Daha geçtiğimiz yıl Libya, Balkanlar, Yunanistan, Balkanlar konusunda çelişkileri derinleşen Almanya ve Fransa ne ara bu kadar yakınlaşıp birçok konuda anlaşmaya vardılar şaşırtıcı. Bu rota değişikliğinin mimarının ABD seçimleri olduğu aşikar. ABD sadece Almanya ve Fransa’yı birbirine yaklaştırmadı, aynı zamanda bir de stratejik olarak Türkiye ile kurulan yeni ilişkilerin de mimarı olduğunu yayınlanan bildiriden anlaşılıyor. Bildirgede, Almanya ve Fransa’nın güçlü, sürdürülebilir ve dirençli bir Avrupa Birliği için birlikte çalışma konusunun altı çizilirken, küresel işbirliğine vurgu yapıldı.

"Uluslararası konularda işbirliği" başlıklı bölümde yeni stratejik dost Türkiye’ye de özel yer verildi. Bu yeni stratejik ortak için şu cümleler kullanılıyor; "Doğu Akdeniz'de gerilimi düşürmenin devam etmesi ve bölgesel krizlerin çözümüne yapıcı bir katkı sağlanması şartıyla Türkiye ile karşılıklı yarar sağlayan iş birliğine dayalı ilişkilere yönelik stratejik çıkarımızı tekrar teyit ediyoruz ve karşılıklı yapıcı bir atmosferde iş birliğini genişletmeye hazırız." Fransa’nın savaş gemileri, karşılıklı savaş baltalarının çıkarıldığı geçtiğimiz sonbaharın rüzgarından eser kalmamış. O dönem Türkiye konusunda arabulucu olmak isteyen Almanya’nın Fransa’yı ikta ettiğine mi inanalım, yoksa ABD seçimlerinden sonra yüzünü Almanya ve Fransa’ya dönen Erdoğan ile Libya, Doğu Akdeniz ve Ortadoğu konusunda anlaşmaya vardıklarını mı okuyalım, her ikisi de muhtemel gelişmeler.
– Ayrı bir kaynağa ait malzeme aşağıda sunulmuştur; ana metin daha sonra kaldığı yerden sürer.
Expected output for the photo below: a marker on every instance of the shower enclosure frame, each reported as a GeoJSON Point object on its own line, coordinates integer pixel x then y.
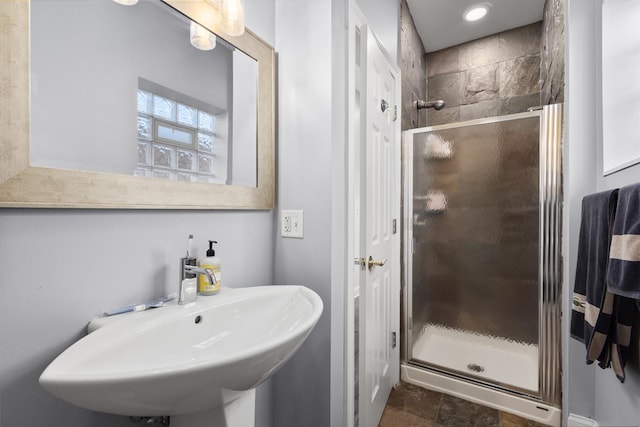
{"type": "Point", "coordinates": [549, 279]}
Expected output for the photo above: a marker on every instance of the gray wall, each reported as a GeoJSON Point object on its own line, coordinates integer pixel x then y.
{"type": "Point", "coordinates": [311, 42]}
{"type": "Point", "coordinates": [60, 268]}
{"type": "Point", "coordinates": [303, 35]}
{"type": "Point", "coordinates": [589, 390]}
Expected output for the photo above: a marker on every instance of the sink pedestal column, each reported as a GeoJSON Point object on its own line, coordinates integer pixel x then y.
{"type": "Point", "coordinates": [239, 413]}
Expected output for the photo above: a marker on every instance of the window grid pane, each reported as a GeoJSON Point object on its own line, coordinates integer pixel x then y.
{"type": "Point", "coordinates": [166, 159]}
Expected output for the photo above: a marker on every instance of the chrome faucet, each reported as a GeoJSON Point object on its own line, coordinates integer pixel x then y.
{"type": "Point", "coordinates": [189, 273]}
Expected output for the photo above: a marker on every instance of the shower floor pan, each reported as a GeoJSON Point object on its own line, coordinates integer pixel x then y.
{"type": "Point", "coordinates": [503, 361]}
{"type": "Point", "coordinates": [495, 359]}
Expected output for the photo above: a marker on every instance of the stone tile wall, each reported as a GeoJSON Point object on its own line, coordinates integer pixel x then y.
{"type": "Point", "coordinates": [492, 76]}
{"type": "Point", "coordinates": [413, 69]}
{"type": "Point", "coordinates": [552, 49]}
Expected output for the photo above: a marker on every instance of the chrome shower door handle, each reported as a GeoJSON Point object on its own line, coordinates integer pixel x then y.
{"type": "Point", "coordinates": [384, 105]}
{"type": "Point", "coordinates": [371, 263]}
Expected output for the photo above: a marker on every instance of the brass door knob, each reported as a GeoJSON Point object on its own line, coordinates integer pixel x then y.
{"type": "Point", "coordinates": [371, 262]}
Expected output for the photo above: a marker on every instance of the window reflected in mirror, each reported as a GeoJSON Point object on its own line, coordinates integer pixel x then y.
{"type": "Point", "coordinates": [122, 90]}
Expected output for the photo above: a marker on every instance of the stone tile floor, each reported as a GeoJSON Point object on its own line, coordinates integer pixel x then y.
{"type": "Point", "coordinates": [412, 406]}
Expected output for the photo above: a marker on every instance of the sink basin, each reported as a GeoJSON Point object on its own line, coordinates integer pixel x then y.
{"type": "Point", "coordinates": [181, 359]}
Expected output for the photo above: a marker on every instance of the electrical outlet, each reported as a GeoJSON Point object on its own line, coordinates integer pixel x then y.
{"type": "Point", "coordinates": [292, 224]}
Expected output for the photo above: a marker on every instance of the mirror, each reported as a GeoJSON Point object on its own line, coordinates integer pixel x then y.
{"type": "Point", "coordinates": [131, 127]}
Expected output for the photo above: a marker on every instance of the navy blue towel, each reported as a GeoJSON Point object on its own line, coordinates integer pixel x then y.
{"type": "Point", "coordinates": [592, 308]}
{"type": "Point", "coordinates": [623, 276]}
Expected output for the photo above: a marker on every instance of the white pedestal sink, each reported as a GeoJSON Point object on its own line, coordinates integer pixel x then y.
{"type": "Point", "coordinates": [182, 359]}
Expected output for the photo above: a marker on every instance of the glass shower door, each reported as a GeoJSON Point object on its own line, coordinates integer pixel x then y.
{"type": "Point", "coordinates": [474, 299]}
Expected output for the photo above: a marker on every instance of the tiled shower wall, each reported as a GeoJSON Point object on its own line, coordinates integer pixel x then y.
{"type": "Point", "coordinates": [552, 51]}
{"type": "Point", "coordinates": [491, 76]}
{"type": "Point", "coordinates": [413, 69]}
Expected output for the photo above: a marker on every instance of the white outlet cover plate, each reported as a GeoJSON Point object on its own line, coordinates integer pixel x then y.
{"type": "Point", "coordinates": [292, 223]}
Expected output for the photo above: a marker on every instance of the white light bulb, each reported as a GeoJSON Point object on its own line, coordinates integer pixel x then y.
{"type": "Point", "coordinates": [201, 38]}
{"type": "Point", "coordinates": [476, 12]}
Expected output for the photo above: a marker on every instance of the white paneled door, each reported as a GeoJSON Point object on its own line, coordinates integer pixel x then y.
{"type": "Point", "coordinates": [379, 290]}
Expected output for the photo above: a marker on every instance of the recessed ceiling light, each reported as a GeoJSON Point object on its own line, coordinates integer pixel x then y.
{"type": "Point", "coordinates": [476, 12]}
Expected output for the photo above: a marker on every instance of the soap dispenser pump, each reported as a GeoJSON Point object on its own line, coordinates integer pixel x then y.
{"type": "Point", "coordinates": [211, 262]}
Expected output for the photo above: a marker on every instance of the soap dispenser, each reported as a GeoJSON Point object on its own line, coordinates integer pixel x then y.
{"type": "Point", "coordinates": [211, 262]}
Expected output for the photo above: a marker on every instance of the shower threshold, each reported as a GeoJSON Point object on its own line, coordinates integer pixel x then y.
{"type": "Point", "coordinates": [495, 359]}
{"type": "Point", "coordinates": [494, 398]}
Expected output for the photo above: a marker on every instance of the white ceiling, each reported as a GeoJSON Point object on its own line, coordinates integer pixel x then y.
{"type": "Point", "coordinates": [440, 23]}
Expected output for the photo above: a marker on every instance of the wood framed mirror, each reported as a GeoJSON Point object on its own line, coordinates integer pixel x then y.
{"type": "Point", "coordinates": [24, 183]}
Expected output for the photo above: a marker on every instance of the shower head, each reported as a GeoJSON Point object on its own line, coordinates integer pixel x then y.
{"type": "Point", "coordinates": [436, 105]}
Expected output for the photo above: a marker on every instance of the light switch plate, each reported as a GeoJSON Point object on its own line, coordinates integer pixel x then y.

Bildirgenin devamında özellikle, Ortadoğu konusunda, “Barış müzakereleri için verimli bir ortam oluşturmak, iki devletli bir çözüme ve ihtilafı sona erdirmeye ulaşmak için Ortadoğu’da barış sürecinin tarafları arasında yakınlaşmayı ve işbirliğini teşvik etmeyi, özellikle Ortadoğu Dörtlüsü kapsamında güvenilir bir siyasi diyaloğun yeniden başlatma çabalarını desteklemeyi ve Mısır ve Ürdün gibi diğer bölgesel aktörlerle birlikte çalışmayı teyit ediyoruz.” ifadesi bölgesel konularda da Türkiye ile ciddi bir yol aldıklarını gösteriyor.
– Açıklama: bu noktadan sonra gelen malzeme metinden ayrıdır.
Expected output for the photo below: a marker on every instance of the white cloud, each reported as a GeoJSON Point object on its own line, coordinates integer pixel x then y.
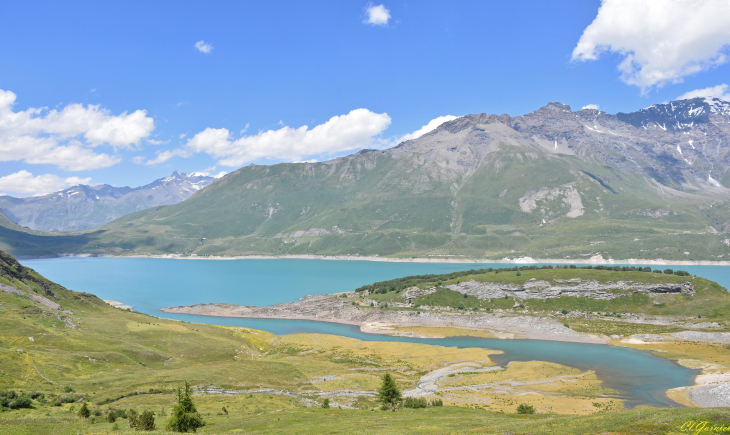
{"type": "Point", "coordinates": [431, 126]}
{"type": "Point", "coordinates": [166, 155]}
{"type": "Point", "coordinates": [354, 130]}
{"type": "Point", "coordinates": [203, 47]}
{"type": "Point", "coordinates": [377, 15]}
{"type": "Point", "coordinates": [661, 41]}
{"type": "Point", "coordinates": [66, 137]}
{"type": "Point", "coordinates": [24, 182]}
{"type": "Point", "coordinates": [719, 91]}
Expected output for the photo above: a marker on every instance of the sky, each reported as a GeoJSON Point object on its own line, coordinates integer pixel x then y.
{"type": "Point", "coordinates": [125, 92]}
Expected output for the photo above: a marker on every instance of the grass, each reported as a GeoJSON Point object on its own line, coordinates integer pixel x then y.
{"type": "Point", "coordinates": [118, 359]}
{"type": "Point", "coordinates": [276, 415]}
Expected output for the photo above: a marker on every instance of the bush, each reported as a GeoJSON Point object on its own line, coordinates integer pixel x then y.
{"type": "Point", "coordinates": [23, 401]}
{"type": "Point", "coordinates": [184, 418]}
{"type": "Point", "coordinates": [84, 411]}
{"type": "Point", "coordinates": [525, 409]}
{"type": "Point", "coordinates": [388, 393]}
{"type": "Point", "coordinates": [146, 421]}
{"type": "Point", "coordinates": [132, 418]}
{"type": "Point", "coordinates": [415, 402]}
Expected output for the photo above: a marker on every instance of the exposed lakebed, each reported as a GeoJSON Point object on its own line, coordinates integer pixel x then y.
{"type": "Point", "coordinates": [149, 284]}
Bildirgede, “Libya geneli için 23 Ekim 2020’de yapılan ateşkes anlaşması, 24 Aralık’ta ulusal seçimlerin düzenlenmesine ilişkin yol haritası ve geçici yürütme organının seçilmesiyle kalıcı barış ve istikrarın sağlanması amacıyla Berlin Konferansı’ndan bu yana atılan kayda değer adımları memnuniyetle karşılıyoruz" denilirken, ateşkes anlaşmasının etkin bir şekilde uygulanmasının önemi vurgulanırken, BM Güvenlik Konseyi kararları uyarınca tüm yabancı savaşçıların ve paralı askerlerin geri çekilmesinin öneminin altı çizildi.

Tüm bu cümlelerle, Almanya ve Fransa arasındaki çelişki noktalarında uzlaşmaya varıldığı ve ortak bir biçimde Türkiye ile yeni bir yola girildiği anlaşıldı. Bu stratejik ortaklığın başta Kürt halkı olmak üzere bölge halklarına faturasının ağırlığı ise "her şey dünya barışı için" yalanıyla bildirge olarak servis ediliyor!